Agree with Cliffson1.

Your dog is a puppy. 7.5 months is not obedience trained. It is a puppy that has learned some obedience. Yes, you can get a title this early, but the pup is still a pup. He needs for you to be consistent but not overwhelming when training, follow through, do not give commands that you cannot enforce, and give him outlets for his puppy energy. 

Set your pup up for success and praise him for it. He is a little rambunctious right now. He is a puppy. That means he needs more fun games, more play, more learning tricks, more tug, more fetch and chase games, and more tasty chewies. And in time, it will get better, much better.


----------



## Bubbles (Aug 31, 2012)

Well, I trained bubbles get down with treats when she jumps up. My friend with a rottweiler said to gently place your foot on the back feet when they jump on you. Don't stomp or push hard. Actually I did this it worked better then get down. She eventually stopped jumping up on me. 

teething and biting... I'm still working on that. I try to give her treats when I say no and when she stops whatever she is doing I give her a treat.


----------



## Capone22 (Sep 16, 2012)

He sounds bored. And full of energy. I would up his exercise a lot. Also up your training. Add in some more sessions. Try puzzle toys or stuffed frozen kongs etc...Tire both his body and mind. 


Sent from my iPhone using PG Free


----------



## Bear L (Feb 9, 2012)

He sounds like he needs more things to do. 

When I'm a bit lazy or busy, I do this when she starts to act like she's about to burst and explode with boredom. This requires very little effort on my part and can drain her mentally very fast. 5 min tops and she'll go lay down. Serious. 

I sit on a chair and we just do the staring thing. She's extremely food motivated even at her 10 months of age so this works. While staring into my eyes, I move my hands, i stir the treat pot, I put the treats up and down and in front of her nostrils, on top of her head... basically a lot of torturing for her. This wears her mind out a lot because she is so addicted to food, that to keep her eyes on me and not on what I'm doing with the food takes a lot of will power for her yet she will try her hardest to earn a treat. I only treat when she learns to ignore that movement. For example, if it's the mere movement of my hand to the treat pot, i keep doing it till her eyes don't follow my hands and is staring at me only, then I treat her right away. After she succeeds that, I stir the treats in the pot. Then to throwing treats in the air, etc.

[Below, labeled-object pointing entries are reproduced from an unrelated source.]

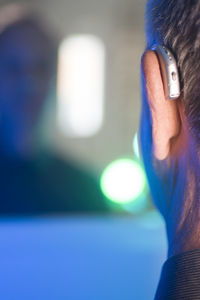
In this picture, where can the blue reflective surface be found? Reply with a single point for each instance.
(74, 258)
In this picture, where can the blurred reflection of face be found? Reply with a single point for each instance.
(25, 73)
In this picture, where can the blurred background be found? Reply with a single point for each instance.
(77, 220)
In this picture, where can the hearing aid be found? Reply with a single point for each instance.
(169, 72)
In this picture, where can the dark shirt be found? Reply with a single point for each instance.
(180, 277)
(47, 184)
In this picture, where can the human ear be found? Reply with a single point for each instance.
(165, 115)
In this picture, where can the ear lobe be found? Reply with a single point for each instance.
(164, 112)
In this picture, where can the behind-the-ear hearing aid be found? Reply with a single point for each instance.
(169, 71)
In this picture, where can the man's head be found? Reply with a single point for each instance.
(27, 60)
(170, 130)
(176, 24)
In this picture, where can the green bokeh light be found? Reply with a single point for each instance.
(123, 181)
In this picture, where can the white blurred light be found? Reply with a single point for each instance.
(81, 85)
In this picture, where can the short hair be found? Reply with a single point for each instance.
(176, 25)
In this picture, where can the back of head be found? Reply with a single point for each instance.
(176, 25)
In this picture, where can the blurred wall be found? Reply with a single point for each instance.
(119, 23)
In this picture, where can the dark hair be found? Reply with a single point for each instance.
(176, 24)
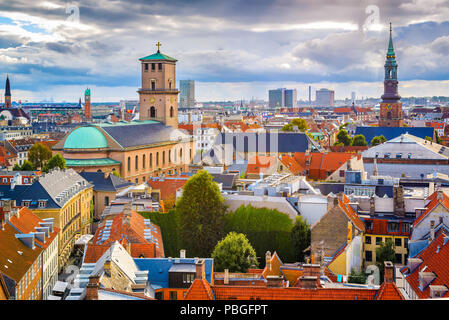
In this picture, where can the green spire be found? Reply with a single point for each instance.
(390, 52)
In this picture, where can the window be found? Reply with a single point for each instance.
(173, 295)
(188, 277)
(405, 227)
(152, 112)
(393, 227)
(368, 256)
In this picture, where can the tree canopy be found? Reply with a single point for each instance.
(56, 161)
(298, 122)
(202, 214)
(343, 137)
(378, 140)
(235, 253)
(39, 154)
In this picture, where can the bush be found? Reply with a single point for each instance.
(266, 229)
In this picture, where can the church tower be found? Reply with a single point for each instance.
(7, 93)
(391, 107)
(87, 112)
(158, 95)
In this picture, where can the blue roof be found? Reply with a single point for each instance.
(393, 132)
(159, 267)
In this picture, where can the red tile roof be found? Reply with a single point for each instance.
(435, 259)
(128, 234)
(168, 187)
(389, 291)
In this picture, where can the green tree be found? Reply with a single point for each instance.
(300, 236)
(235, 253)
(378, 140)
(56, 161)
(39, 154)
(116, 173)
(357, 277)
(27, 166)
(359, 140)
(385, 252)
(344, 138)
(202, 214)
(266, 229)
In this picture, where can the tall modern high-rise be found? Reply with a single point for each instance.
(282, 98)
(324, 98)
(7, 93)
(187, 93)
(391, 107)
(87, 111)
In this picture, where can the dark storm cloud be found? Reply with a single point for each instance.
(226, 41)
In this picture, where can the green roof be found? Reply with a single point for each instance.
(158, 56)
(90, 162)
(86, 138)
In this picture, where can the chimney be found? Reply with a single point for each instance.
(182, 254)
(226, 277)
(432, 230)
(268, 260)
(200, 271)
(413, 263)
(311, 272)
(372, 205)
(425, 278)
(92, 288)
(388, 272)
(275, 281)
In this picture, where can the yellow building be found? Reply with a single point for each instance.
(378, 230)
(65, 197)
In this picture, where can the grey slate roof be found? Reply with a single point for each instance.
(100, 183)
(266, 142)
(393, 132)
(142, 133)
(57, 187)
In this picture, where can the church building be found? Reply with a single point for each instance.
(391, 107)
(139, 149)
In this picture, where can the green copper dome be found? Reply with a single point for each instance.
(86, 138)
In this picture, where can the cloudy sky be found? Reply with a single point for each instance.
(232, 49)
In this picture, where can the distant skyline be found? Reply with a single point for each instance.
(233, 50)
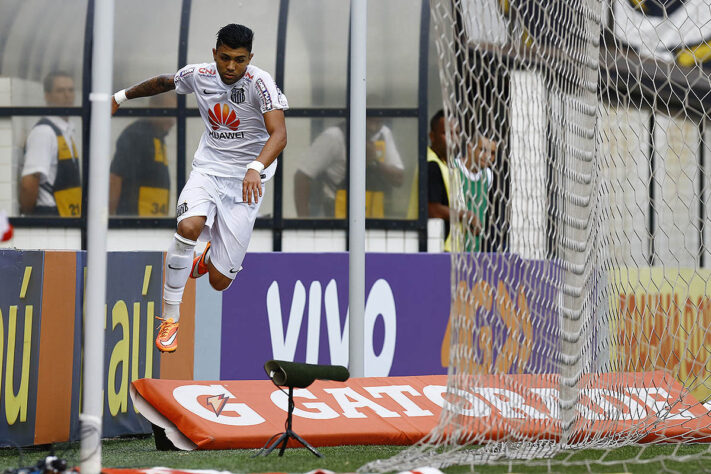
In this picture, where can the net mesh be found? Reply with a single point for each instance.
(580, 316)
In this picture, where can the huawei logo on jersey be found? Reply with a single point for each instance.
(223, 115)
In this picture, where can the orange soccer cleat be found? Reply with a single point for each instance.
(200, 263)
(167, 340)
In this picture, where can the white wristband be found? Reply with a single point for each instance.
(120, 97)
(257, 166)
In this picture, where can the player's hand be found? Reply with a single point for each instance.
(251, 187)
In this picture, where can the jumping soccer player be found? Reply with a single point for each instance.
(243, 112)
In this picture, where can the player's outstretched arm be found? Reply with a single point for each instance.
(154, 85)
(276, 127)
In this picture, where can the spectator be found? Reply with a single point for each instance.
(51, 179)
(140, 180)
(326, 166)
(474, 177)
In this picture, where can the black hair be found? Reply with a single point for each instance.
(235, 36)
(435, 118)
(48, 82)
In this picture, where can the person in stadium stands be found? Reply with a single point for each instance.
(474, 175)
(243, 112)
(325, 165)
(51, 179)
(140, 180)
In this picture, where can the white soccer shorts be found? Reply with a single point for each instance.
(229, 221)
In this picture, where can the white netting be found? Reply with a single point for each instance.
(580, 316)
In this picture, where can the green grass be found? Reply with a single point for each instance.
(141, 453)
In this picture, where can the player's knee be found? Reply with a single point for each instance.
(190, 228)
(219, 282)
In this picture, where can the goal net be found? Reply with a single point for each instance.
(580, 312)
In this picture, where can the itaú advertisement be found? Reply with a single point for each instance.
(295, 307)
(663, 322)
(401, 410)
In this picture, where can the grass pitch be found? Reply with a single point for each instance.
(141, 453)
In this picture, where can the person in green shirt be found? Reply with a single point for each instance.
(474, 177)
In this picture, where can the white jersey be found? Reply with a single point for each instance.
(233, 115)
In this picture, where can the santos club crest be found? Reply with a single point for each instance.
(223, 116)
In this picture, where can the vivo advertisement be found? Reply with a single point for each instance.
(294, 307)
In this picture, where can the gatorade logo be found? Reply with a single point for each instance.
(215, 403)
(223, 116)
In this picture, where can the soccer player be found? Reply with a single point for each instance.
(243, 112)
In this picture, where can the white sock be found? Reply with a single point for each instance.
(178, 264)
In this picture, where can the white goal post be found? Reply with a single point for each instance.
(580, 309)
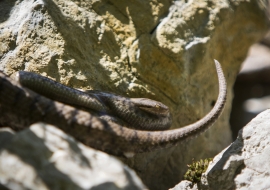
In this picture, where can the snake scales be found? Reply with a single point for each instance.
(20, 107)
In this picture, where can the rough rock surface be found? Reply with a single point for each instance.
(159, 49)
(43, 157)
(242, 165)
(245, 163)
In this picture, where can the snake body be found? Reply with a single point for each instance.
(20, 107)
(139, 113)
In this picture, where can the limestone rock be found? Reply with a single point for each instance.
(159, 49)
(245, 163)
(185, 185)
(43, 157)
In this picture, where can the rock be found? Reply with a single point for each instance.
(185, 185)
(251, 88)
(245, 163)
(160, 49)
(43, 157)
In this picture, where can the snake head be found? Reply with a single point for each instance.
(151, 106)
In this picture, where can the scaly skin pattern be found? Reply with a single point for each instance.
(20, 107)
(139, 113)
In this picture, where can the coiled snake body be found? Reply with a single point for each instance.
(20, 107)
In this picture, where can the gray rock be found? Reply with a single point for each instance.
(43, 157)
(185, 185)
(245, 163)
(161, 49)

I'd suggest you find the easiest things for you to keep her busy when you don't have the time or will to get up to do something with your dog. Maybe he needs more different chew things, a puzzle game given only when you don't have time to calm him down, get up and dance around with him a bit, throw things for him to fetch (while you sit there), get up and run around a little for him to chase you and go really wild for 3 min to exhaust any burst of energy he may have, talk to him as if he understood you and act interesting and tap him randomly... something new to make his mind think (or to mess with his mind... heh heh) so he gets tired while you expend the least amount of effort.


----------



## SukiGirl (Aug 31, 2012)

That pup is B.O.R.E.D.

We went through a similar phase around that age. The keys are:

1) Proper exercise and stimulation OUTSIDE of the house,

2) Mental stimulation, and

3) Quiet/time out when needed.

Suki needs at least 2 hours of outside the house exercise/stimulation in a day or she drives us crazy. It's amazing what fresh air, a doggy play date or just a visit to the local park can do for your dog. Second, our pups need to be challenged mentally. They are highly intelligent - but, easily bored. They will drive themselves crazy (and us!) looking for something to pass the time if you don't provide them with a job/something to focus on. A puzzle treat ball, or hide and seek game gets their mind off of destructive behavior and channels their energy. Finally, if your pup is a little too wound up and won't stop - just IGNORE THEM. Walk away. They want your attention. If you give your pup any attention, negative included, this will fuel the flames - believe me, I know . Once the pup is calm, ask them to 'go to bed', 'lay down' whatever you do to relax them on a regular basis. This little 'time out' is good for puppy and you. You can't get anywhere with a pup who is at a level 10, you have to let them bring the level back to 0 before you can make corrections.


----------